I don't know how C#, but Rust async/await doesn't allocate anything on the heap ...

evntdrvn · on May 21, 2023

For C#, you might want to try a different version with ValueTask instead of Task. It’s more memory-friendly.

It would also be interesting to try Native AOT compiling both versions…

noveltyaccount · on May 21, 2023

+1 to Native AOT, I'd love to see the data. Pretty easy to do, add a line of XML to the csproj and a modified `dotnet publish` command.

https://learn.microsoft.com/en-us/dotnet/core/deploying/nati...

cyberax · on May 22, 2023

Just tried it. No difference whatsoever.

neonsunset · on May 21, 2023

NativeAOT will have negligible impact on memory usage or performance here. JIT performance on average is higher than NAOT.

noveltyaccount · on May 27, 2023

Yeah and I think NAOT still embeds the same(?) runtime GC into the native binary. So, for memory usage, I would expect it to be nearly/exactly the same.

ygra · on May 22, 2023

I may remember wrongly here, but wasn't ValueTask merely the go-to option when it's expected that the task would finish synchronously most of the time? I think for the really async case with a state machine you just end up boxing the ValueTask and ending up with pretty much the same allocations as Task, just in a slightly different way.

evntdrvn · on May 22, 2023

Check out this article: https://devblogs.microsoft.com/dotnet/async-valuetask-poolin...

cyberax · on May 22, 2023

There is no magic.

Rust also has to allocate (box) when you need recursive async calls: https://rust-lang.github.io/async-book/07_workarounds/04_rec...

What Rust does, it allows to remove one layer of allocations by using Future to store the contents of the state machine (basically, the stack frame of the async function).
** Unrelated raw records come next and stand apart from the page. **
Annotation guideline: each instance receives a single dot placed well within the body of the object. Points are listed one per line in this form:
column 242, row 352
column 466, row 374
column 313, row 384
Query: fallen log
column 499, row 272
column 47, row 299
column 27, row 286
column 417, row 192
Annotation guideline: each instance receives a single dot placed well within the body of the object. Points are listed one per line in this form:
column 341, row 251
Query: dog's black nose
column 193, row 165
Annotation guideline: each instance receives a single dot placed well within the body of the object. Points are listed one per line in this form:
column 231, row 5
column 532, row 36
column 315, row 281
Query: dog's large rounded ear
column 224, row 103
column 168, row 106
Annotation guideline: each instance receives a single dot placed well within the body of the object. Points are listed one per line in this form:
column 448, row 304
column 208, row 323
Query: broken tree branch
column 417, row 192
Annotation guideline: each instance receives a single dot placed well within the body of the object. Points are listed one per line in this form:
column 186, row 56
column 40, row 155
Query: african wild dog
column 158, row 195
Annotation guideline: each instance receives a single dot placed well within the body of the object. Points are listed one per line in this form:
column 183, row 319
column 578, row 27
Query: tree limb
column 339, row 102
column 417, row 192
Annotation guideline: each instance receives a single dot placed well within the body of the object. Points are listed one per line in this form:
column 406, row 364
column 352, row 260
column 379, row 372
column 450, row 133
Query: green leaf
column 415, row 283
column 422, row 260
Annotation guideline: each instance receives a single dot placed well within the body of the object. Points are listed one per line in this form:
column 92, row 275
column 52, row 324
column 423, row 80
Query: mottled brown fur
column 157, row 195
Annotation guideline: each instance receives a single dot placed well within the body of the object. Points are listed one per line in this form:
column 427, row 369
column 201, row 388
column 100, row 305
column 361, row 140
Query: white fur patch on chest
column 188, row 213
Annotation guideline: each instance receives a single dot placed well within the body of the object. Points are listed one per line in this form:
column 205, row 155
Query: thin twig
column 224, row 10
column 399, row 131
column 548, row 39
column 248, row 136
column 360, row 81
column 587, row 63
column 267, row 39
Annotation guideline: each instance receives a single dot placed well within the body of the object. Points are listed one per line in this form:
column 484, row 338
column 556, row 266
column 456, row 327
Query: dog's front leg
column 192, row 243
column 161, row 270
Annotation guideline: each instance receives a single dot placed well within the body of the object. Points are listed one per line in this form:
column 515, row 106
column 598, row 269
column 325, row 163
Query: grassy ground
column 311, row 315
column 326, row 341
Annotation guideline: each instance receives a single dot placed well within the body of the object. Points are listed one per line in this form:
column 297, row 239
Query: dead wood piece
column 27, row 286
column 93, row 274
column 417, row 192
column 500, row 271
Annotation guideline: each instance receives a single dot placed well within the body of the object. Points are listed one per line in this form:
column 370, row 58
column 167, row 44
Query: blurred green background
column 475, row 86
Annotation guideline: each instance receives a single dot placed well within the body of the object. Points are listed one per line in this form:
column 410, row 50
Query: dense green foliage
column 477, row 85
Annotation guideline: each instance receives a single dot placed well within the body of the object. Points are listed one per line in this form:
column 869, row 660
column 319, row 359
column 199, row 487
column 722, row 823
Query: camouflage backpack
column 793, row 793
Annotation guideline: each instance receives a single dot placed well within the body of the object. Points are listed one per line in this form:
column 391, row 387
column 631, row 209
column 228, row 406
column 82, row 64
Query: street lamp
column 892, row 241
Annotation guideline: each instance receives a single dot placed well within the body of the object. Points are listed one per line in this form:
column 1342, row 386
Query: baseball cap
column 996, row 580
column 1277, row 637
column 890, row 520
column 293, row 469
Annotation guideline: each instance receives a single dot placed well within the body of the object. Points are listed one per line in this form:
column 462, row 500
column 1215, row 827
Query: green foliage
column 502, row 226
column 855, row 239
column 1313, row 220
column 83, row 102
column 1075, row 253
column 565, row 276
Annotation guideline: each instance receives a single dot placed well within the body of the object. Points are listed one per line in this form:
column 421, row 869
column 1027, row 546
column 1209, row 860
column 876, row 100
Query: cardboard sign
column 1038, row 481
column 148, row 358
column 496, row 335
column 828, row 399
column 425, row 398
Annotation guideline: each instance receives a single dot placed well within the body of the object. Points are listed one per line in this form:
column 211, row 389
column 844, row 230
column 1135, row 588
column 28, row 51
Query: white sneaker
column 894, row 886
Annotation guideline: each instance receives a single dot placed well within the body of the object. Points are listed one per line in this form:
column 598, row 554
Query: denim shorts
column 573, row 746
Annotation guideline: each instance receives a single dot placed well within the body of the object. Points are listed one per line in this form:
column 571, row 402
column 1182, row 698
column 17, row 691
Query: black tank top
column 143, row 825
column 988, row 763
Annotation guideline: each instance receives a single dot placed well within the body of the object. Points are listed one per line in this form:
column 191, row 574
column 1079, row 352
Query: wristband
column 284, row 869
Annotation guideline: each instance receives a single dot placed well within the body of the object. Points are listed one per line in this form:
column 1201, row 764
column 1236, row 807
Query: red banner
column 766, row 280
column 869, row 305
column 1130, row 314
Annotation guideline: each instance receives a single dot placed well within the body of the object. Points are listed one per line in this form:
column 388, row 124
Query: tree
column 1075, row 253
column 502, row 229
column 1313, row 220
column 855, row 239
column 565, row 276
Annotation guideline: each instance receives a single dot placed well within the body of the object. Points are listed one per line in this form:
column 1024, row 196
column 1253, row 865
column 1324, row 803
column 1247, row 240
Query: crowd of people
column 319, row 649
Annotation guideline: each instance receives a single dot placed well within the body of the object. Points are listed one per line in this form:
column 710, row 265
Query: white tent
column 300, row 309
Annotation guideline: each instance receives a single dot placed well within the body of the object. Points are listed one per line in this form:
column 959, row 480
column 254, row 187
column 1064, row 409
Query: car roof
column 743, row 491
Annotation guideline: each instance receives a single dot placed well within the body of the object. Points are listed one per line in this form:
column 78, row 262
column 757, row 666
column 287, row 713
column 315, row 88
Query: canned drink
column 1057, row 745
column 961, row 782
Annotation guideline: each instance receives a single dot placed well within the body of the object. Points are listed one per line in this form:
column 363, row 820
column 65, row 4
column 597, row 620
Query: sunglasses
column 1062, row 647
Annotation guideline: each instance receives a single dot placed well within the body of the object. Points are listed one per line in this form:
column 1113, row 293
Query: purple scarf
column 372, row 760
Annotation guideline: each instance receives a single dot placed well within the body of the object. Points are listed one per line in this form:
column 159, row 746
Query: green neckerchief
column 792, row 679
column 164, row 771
withoutboats3 · on May 22, 2023

It allows to remove all allocations within a task, except for recursive calls. This results in the entire stack of a task being in one allocation (if the task is not recursive, which is almost always the case, for exactly this reason), exactly like you describe the advantage of Go. And unlike Go, that stack space is perfectly sized, and will never need to grow, whereas go is required to reallocate the stack if you hit the limit, an expensive operation that could occur at an unknown point in your program.

cyberax · on May 22, 2023

Again, no magic. Future trait impl stores all the state machine that Rust can see statically. If you have complicated code that needs dynamic dispatch or if you need recursive calls, Rust will also have to allocate.

This is not at all that different from Go, except that Go preallocates stack without doing any analysis.

Actually... I can fix that! I can use Go's escape analysis machinery to statically check during the compilation if the stack size can be bounded by a lower number than the default 2kb. This way, I can get it to about ~600 bytes per goroutine. It will also help to speed up the code a bit, by eliding the "morestack" checks.

It can be crunched a bit more, by checking if the goroutine uses timers (~100 bytes) and defers (another ~100 bytes). But this will require some tricks.